MATHIAS FILIPPINI / BDL CM
Et si, au lieu de regarder des cours et d’acheter des actions, le quotidien des gérants de portefeuilles financiers se résumait à ouvrir ChatGPT et à discuter avec lui ? Ce scénario à première vue fantaisiste pourrait être bien plus proche de la réalité qu’on ne le pense.
Il faut dire que l’intelligence artificielle est un potentiel gain de productivité colossal pour les sociétés de gestion qui investissent l’argent de particuliers et d’institutions sur les marchés financiers. L’adoption de l’IA pourrait permettre au secteur de réduire ses coûts de 25 à 35 %... d’ici seulement trois à cinq ans, d’après une récente étude du Boston Consulting Group. Et ce, tout en donnant aux gestionnaires la capacité d'accompagner trois à cinq fois plus de clients.

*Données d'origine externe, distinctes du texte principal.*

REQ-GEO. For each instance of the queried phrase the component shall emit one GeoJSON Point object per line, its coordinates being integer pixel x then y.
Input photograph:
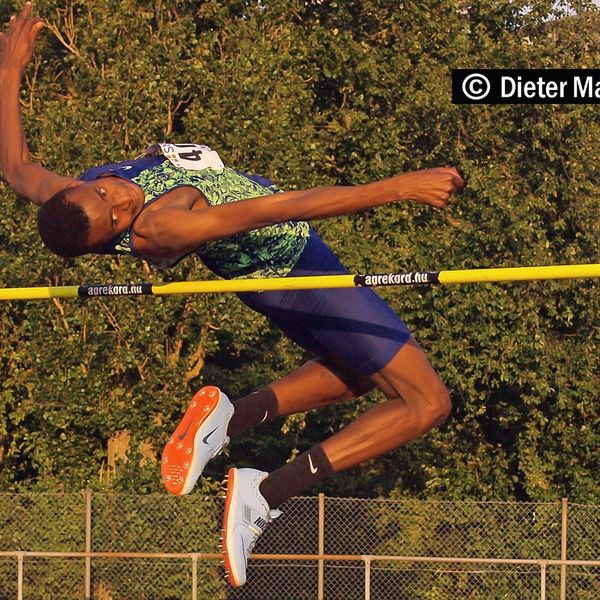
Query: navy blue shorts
{"type": "Point", "coordinates": [353, 324]}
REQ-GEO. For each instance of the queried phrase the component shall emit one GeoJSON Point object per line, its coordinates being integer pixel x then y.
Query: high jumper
{"type": "Point", "coordinates": [180, 199]}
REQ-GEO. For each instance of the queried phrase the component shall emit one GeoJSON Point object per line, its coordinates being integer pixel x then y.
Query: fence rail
{"type": "Point", "coordinates": [113, 547]}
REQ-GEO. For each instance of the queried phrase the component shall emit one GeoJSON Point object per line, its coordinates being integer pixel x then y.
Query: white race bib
{"type": "Point", "coordinates": [193, 157]}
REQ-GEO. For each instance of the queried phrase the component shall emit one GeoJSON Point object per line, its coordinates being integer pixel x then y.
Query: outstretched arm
{"type": "Point", "coordinates": [171, 232]}
{"type": "Point", "coordinates": [27, 179]}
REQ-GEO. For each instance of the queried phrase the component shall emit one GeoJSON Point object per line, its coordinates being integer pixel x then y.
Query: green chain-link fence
{"type": "Point", "coordinates": [336, 527]}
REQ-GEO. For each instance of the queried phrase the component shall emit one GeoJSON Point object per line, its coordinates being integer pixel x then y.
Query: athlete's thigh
{"type": "Point", "coordinates": [410, 375]}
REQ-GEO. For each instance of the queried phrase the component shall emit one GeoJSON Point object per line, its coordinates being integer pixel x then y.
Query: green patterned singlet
{"type": "Point", "coordinates": [271, 251]}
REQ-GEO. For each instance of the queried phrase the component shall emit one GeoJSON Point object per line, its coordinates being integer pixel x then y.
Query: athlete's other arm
{"type": "Point", "coordinates": [29, 180]}
{"type": "Point", "coordinates": [171, 232]}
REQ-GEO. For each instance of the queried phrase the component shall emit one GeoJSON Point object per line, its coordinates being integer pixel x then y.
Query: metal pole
{"type": "Point", "coordinates": [563, 549]}
{"type": "Point", "coordinates": [20, 576]}
{"type": "Point", "coordinates": [543, 566]}
{"type": "Point", "coordinates": [88, 544]}
{"type": "Point", "coordinates": [194, 577]}
{"type": "Point", "coordinates": [321, 583]}
{"type": "Point", "coordinates": [367, 560]}
{"type": "Point", "coordinates": [305, 283]}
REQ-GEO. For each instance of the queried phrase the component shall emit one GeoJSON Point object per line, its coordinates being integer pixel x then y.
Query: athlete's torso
{"type": "Point", "coordinates": [268, 252]}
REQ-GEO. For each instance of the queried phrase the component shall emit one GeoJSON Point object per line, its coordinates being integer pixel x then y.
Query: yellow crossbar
{"type": "Point", "coordinates": [302, 283]}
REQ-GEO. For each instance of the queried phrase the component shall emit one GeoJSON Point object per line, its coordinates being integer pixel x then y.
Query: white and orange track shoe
{"type": "Point", "coordinates": [246, 516]}
{"type": "Point", "coordinates": [200, 436]}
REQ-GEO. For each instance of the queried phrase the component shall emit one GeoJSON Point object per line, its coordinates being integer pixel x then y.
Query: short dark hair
{"type": "Point", "coordinates": [63, 226]}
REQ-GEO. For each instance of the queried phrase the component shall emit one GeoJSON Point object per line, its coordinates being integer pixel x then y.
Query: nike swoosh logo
{"type": "Point", "coordinates": [205, 438]}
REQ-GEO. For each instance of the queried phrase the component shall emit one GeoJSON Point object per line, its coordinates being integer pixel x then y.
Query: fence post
{"type": "Point", "coordinates": [88, 543]}
{"type": "Point", "coordinates": [321, 583]}
{"type": "Point", "coordinates": [563, 549]}
{"type": "Point", "coordinates": [194, 576]}
{"type": "Point", "coordinates": [367, 560]}
{"type": "Point", "coordinates": [543, 567]}
{"type": "Point", "coordinates": [20, 576]}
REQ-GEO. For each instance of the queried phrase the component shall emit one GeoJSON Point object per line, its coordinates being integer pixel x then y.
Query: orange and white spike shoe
{"type": "Point", "coordinates": [200, 436]}
{"type": "Point", "coordinates": [246, 516]}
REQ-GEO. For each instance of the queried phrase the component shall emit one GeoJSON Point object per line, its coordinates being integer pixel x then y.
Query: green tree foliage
{"type": "Point", "coordinates": [313, 93]}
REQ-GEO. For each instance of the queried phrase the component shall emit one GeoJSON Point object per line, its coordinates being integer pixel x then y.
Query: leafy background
{"type": "Point", "coordinates": [315, 93]}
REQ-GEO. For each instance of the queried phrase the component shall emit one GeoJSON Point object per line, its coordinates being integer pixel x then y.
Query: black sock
{"type": "Point", "coordinates": [253, 409]}
{"type": "Point", "coordinates": [296, 476]}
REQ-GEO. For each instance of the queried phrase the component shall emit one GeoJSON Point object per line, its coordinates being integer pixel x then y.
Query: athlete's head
{"type": "Point", "coordinates": [84, 217]}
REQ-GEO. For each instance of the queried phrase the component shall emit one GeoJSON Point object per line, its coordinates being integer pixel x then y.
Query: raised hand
{"type": "Point", "coordinates": [430, 186]}
{"type": "Point", "coordinates": [17, 43]}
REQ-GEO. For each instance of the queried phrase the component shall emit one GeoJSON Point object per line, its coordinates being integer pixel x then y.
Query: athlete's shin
{"type": "Point", "coordinates": [298, 475]}
{"type": "Point", "coordinates": [253, 409]}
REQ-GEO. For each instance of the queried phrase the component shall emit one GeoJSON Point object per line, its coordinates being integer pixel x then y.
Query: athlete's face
{"type": "Point", "coordinates": [111, 205]}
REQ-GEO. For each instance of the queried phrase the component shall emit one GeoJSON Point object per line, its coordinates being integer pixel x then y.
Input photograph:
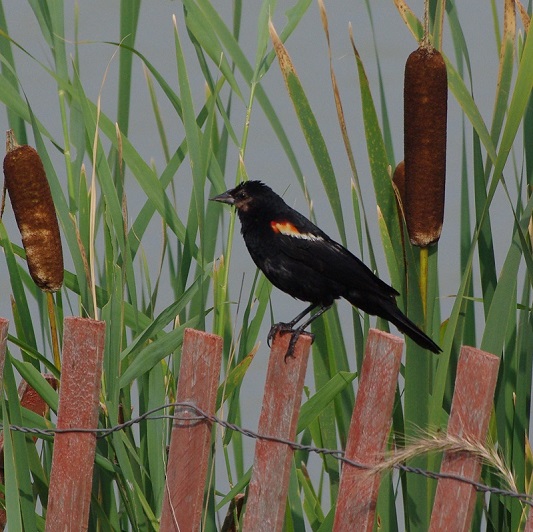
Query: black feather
{"type": "Point", "coordinates": [301, 260]}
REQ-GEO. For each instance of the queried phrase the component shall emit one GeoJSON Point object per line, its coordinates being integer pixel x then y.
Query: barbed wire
{"type": "Point", "coordinates": [187, 413]}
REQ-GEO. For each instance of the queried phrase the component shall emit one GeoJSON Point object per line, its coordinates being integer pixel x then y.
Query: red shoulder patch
{"type": "Point", "coordinates": [285, 228]}
{"type": "Point", "coordinates": [288, 229]}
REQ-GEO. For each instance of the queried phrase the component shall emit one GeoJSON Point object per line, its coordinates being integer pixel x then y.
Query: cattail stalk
{"type": "Point", "coordinates": [33, 206]}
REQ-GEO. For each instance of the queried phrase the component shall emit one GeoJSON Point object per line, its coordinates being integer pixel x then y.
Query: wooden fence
{"type": "Point", "coordinates": [70, 483]}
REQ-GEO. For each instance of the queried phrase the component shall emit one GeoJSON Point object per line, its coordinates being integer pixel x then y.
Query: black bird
{"type": "Point", "coordinates": [301, 260]}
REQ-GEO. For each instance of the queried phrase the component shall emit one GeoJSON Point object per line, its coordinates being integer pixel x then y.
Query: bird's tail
{"type": "Point", "coordinates": [405, 325]}
{"type": "Point", "coordinates": [386, 308]}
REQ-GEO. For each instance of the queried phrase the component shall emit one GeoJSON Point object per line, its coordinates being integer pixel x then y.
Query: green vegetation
{"type": "Point", "coordinates": [93, 166]}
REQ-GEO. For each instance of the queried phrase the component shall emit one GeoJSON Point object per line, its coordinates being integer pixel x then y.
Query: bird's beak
{"type": "Point", "coordinates": [226, 197]}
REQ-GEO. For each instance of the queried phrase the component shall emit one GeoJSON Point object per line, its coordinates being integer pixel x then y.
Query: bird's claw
{"type": "Point", "coordinates": [284, 328]}
{"type": "Point", "coordinates": [278, 327]}
{"type": "Point", "coordinates": [294, 339]}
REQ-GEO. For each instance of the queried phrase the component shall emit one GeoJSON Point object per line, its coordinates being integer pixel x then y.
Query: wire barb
{"type": "Point", "coordinates": [186, 412]}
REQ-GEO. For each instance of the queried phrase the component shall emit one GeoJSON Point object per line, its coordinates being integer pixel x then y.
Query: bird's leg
{"type": "Point", "coordinates": [301, 330]}
{"type": "Point", "coordinates": [288, 327]}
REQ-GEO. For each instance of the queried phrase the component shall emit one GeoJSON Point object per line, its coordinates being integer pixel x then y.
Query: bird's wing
{"type": "Point", "coordinates": [302, 241]}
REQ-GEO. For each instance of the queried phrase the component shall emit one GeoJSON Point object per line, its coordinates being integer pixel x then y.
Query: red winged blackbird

Un bénéfice qui se traduit déjà par des changements de pratiques dans ce métier où chaque clic de souris peut valoir des millions d’euros.

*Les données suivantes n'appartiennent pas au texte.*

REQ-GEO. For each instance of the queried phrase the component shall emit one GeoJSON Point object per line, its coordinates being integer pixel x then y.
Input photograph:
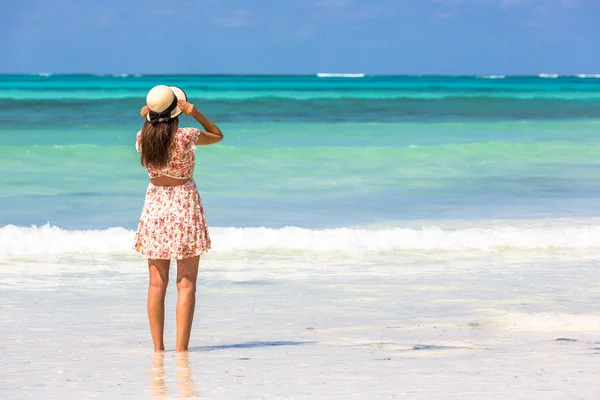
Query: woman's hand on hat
{"type": "Point", "coordinates": [186, 108]}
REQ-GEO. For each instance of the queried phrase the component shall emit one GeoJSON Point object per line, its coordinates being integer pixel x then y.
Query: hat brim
{"type": "Point", "coordinates": [180, 94]}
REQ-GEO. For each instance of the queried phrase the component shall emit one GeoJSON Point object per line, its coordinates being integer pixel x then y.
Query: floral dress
{"type": "Point", "coordinates": [172, 224]}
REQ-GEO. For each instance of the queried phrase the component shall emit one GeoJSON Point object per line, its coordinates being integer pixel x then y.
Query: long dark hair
{"type": "Point", "coordinates": [156, 143]}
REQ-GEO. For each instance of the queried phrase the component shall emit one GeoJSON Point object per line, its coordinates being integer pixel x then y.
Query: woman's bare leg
{"type": "Point", "coordinates": [157, 289]}
{"type": "Point", "coordinates": [187, 273]}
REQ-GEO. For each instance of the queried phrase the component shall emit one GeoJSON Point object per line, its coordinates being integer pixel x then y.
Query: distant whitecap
{"type": "Point", "coordinates": [339, 75]}
{"type": "Point", "coordinates": [491, 76]}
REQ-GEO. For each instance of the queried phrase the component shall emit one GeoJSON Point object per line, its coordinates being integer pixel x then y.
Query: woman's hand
{"type": "Point", "coordinates": [186, 108]}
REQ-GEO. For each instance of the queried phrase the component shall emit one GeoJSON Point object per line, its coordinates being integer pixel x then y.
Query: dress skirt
{"type": "Point", "coordinates": [172, 225]}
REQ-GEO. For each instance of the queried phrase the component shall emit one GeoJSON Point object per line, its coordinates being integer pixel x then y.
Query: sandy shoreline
{"type": "Point", "coordinates": [428, 333]}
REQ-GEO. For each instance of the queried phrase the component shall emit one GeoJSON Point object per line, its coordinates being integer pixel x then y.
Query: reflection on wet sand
{"type": "Point", "coordinates": [183, 371]}
{"type": "Point", "coordinates": [157, 373]}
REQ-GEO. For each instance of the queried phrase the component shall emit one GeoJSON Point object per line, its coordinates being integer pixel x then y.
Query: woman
{"type": "Point", "coordinates": [172, 225]}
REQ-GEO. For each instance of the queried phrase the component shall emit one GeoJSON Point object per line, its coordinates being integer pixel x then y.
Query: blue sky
{"type": "Point", "coordinates": [301, 36]}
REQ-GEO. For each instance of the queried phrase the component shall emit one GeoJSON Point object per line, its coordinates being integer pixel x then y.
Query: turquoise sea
{"type": "Point", "coordinates": [309, 152]}
{"type": "Point", "coordinates": [378, 237]}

Claude, Gemini et autres assistants virtuels sont pour le moment avant tout utilisés pour synthétiser les très nombreux documents qui déferlent sur les écrans d’ordinateurs des gérants de fonds. « Dès les premiers mois après la sortie de ChatGPT, nous l’avons utilisé pour gagner du temps dans l’analyse de fonds et de produits financiers », explique David Kalfon, président Sanso Longchamp AM, une société de gestion gérant un peu plus de 3 milliards d'euros. Décryptage des prospectus, mise en avant des frais, de la composition de paniers d’actifs, synthèse de l’état financier d’une entreprise... l’IA fait gagner beaucoup de temps aux gestionnaires d’actifs sur les tâches les plus rébarbatives et bureaucratiques.